Die Beklagte, deren Geschäftsführerin die Ehefrau des Streitverkündeten ist, betreibt einen Einzelhandel mit Babyartikeln. Der Streitverkündete ist bei der Beklagten seit August 1991 beschäftigt. Ihm steht für seine Tätigkeit ein monatliches Arbeitsentgelt von DM 600,00 brutto zu, das in den Monaten Mai und Juni 1992 ein monatliches Nettoentgelt von DM 397,59, in den Monaten Juli bis Oktober 1992 ein monatliches Nettoentgelt von DM 403,74 und in den Monaten November 1992 bis August 1993 ein solches von monatlich DM 399,54 ergab. Auf die Ablichtung der entsprechenden Abrechnungen (Blatt 117 bis 131 der Akten) wird wegen der Einzelheiten verwiesen. Der Streitverkündete bezieht jedenfalls seit Mai 1992 von der Berufsgenossenschaft der Feinmechanik und Elektrotechnik (im weiteren BG) eine monatliche Unfallrente in Höhe von DM 3.381,30. Er hat am 29.10.1991 die eidesstattliche Versicherung geleistet.

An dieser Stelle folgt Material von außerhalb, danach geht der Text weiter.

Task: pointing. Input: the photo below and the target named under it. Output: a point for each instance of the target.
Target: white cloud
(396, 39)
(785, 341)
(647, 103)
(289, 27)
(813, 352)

Aus einem Vergleich, den sie am 11.10.1991 vor dem Oberlandesgericht … geschlossen haben, steht der Klägerin gegen den Streitverkündeten eine Forderung von DM 10.000,00 nebst 9,5 % Zinsen seit 09.02.1991 zu. Auf die Ablichtung Blatt 5 bis 7 der Akten wird insoweit verwiesen. Wegen einer Forderung von DM 10.960,56 zuzüglich früherer Vollstreckungskosten von DM 1.290,32 ließ die Klägerin durch Beschluß ...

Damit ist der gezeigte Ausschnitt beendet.